Anyone who thinks a "server" in MMO user terms is actually a single, physical server that looks and acts like your home PC, is seriously fooling themselves. =)
In most MMO's from around the XI era, each zone is one or more physical blade machines controlled by one or more world servers, which are themselves dependent on additional servers for chat, authentication, trade, etc.
It's not uncommon for "a server" in user terms to be 50 or more physical boxes, many of which have to be brought up and launched in a certain order. Not in mass parallel all at once. An hour or more to "reboot the server," is therefore completely reasonable. Especially if any one of those restarts doesn't go precisely as planned and the whole thing has to be started over.
It's vanishingly unlikely that XI is still running on the same physical boxes as when it was launched, so the problem isn't hardware, but more likely, overall system architecture. It's the sheer size of the operation and the length of the checklist that has to go into it.
These days, more modern MMO's with higher engineering budgets architect themselves with the understanding (in hindsight) that certain types of patches are more common in industry operation than others, and that scope and breadth of the world will always grow with time.
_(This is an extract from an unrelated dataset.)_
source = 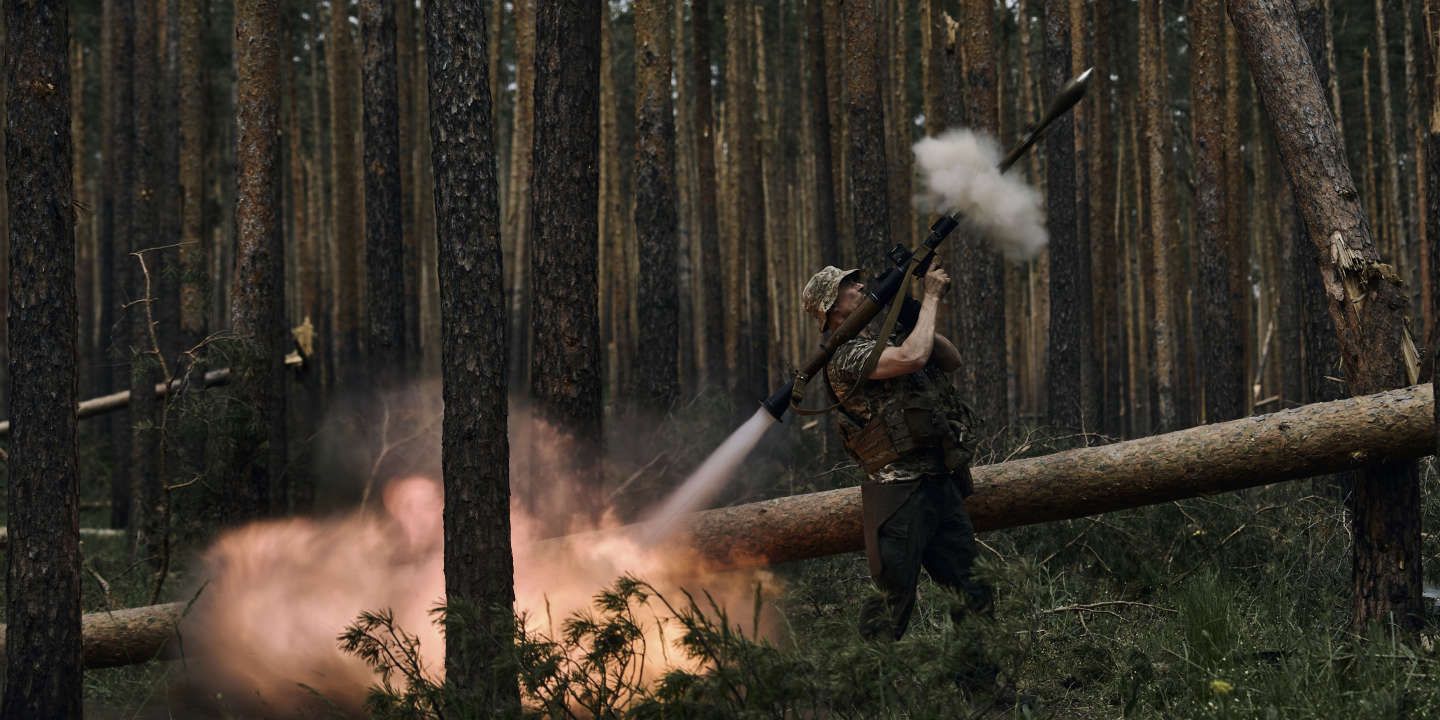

Thus, they're engineered so that different types of patches and different types of outages will only effect a minimal amount of servers with the least amount of downtime. It's even possible for some simple numbers or script-related fixes, like tweaks to item or combat stats, to be done without a reboot at all.
XI (and XIV, as it seems they didn't learn much) comes from an older era, and so the whole thing likely needs to be bounced in series every time there's an issue.